Den Winter in Deutschland überbrücken
Aktuell befindet sich das Projekt in der fortgeschrittenen Planung. Für den Grundstückskauf liegt bereits ein Vorvertrag vor und die Baugenehmigung ist beantragt. Langfristiges Ziel ist es, das Geschäft in Spanien so weit auszubauen, dass sie den Winter in Deutschland, in dem das Bauen schwierig ist, überbrücken können. "Wenn das Geschäft gut läuft, wäre es auch denkbar, dass wir hier in Deutschland einen Ingenieur ausbilden, und mit ihm in Spanien eine Filiale eröffnen."

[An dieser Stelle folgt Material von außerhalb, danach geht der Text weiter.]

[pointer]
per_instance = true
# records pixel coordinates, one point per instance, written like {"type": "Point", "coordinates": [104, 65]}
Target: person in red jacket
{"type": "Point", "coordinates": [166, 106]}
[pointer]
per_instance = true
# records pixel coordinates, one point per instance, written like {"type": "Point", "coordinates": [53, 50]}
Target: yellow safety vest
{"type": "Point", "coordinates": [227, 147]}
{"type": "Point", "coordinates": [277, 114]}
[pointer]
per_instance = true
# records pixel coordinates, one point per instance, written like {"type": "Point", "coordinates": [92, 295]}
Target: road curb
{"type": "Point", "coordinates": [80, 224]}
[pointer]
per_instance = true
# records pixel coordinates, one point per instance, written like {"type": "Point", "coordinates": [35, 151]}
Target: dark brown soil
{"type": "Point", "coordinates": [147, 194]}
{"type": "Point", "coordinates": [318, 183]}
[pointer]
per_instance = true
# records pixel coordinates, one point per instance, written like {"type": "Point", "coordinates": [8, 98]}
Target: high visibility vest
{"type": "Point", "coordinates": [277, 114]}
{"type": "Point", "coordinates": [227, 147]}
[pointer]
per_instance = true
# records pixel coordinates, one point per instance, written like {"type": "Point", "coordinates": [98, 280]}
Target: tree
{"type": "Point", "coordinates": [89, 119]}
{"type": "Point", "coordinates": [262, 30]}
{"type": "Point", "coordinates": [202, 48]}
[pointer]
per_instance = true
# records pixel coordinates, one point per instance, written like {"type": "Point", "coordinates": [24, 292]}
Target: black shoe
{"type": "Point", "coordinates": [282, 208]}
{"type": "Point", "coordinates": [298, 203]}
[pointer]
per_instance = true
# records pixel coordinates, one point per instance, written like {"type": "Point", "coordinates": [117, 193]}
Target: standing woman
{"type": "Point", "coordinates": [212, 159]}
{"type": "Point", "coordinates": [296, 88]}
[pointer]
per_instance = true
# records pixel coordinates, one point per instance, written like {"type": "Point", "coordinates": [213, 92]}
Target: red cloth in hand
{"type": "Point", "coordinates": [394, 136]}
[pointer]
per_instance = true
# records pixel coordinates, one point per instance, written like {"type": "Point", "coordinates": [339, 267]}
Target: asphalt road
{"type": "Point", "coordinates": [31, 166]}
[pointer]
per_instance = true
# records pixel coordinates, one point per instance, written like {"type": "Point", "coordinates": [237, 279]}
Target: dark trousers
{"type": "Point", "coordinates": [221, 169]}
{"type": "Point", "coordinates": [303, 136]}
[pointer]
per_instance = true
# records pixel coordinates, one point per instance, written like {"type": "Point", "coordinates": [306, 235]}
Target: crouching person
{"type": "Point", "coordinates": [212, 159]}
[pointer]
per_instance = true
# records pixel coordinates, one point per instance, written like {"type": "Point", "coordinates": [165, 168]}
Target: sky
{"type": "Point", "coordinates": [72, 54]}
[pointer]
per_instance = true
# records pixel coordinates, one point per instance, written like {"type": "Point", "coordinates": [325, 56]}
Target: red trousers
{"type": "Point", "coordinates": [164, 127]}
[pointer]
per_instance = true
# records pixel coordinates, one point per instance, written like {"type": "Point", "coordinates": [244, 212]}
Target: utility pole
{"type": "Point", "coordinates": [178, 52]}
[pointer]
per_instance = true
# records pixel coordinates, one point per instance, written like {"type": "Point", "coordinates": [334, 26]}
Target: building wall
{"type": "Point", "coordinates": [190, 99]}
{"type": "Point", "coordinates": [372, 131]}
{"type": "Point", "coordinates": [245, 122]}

Die Schreinerei Jürgen Delmes aus Köln hat bereits einen Auftrag in Spanien ausgeführt. Einer ihrer Kölner Kunden hatte dort eine Finca gekauft, das Haus komplett saniert und neu möbliert. "Für ihn haben wir in Deutschland die kompletten Möbel angefertigt, Küche, Bad-, Wohnzimmer-, Schlafzimmermöbel, Regale und Einbauschränke", sagt Martina Delmes. "Die Möbel haben wir dann per Spedition nach Spanien geschickt und vor Ort montiert", so die Unternehmerfrau. Dazu war Geschäftsführer Jürgen Delmes gemeinsam mit drei seiner Mitarbeiter 14 Tage in Spanien.
Absolutes Neuland betreten
"Dieser Auslandseinsatz war absolutes Neuland für uns. Für die Formalitäten brauchten wir unbedingt Hilfe", sagt Martina Delmes. Die haben sie bekommen, und zwar von der Exportfördergesellschaft Bayern Handwerk International. "Ein Berater hat uns durch alle nötigen Genehmigungsverfahren geleitet." Bei der Übersetzung von Dokumenten und der umsatzsteuerlichen Registrierung war die Auslandshandelskammer Spanien eine Unterstützung. Trotz des vergleichsweise hohen Aufwands bei dem Auftrag habe sich das Engagement in Spanien gelohnt.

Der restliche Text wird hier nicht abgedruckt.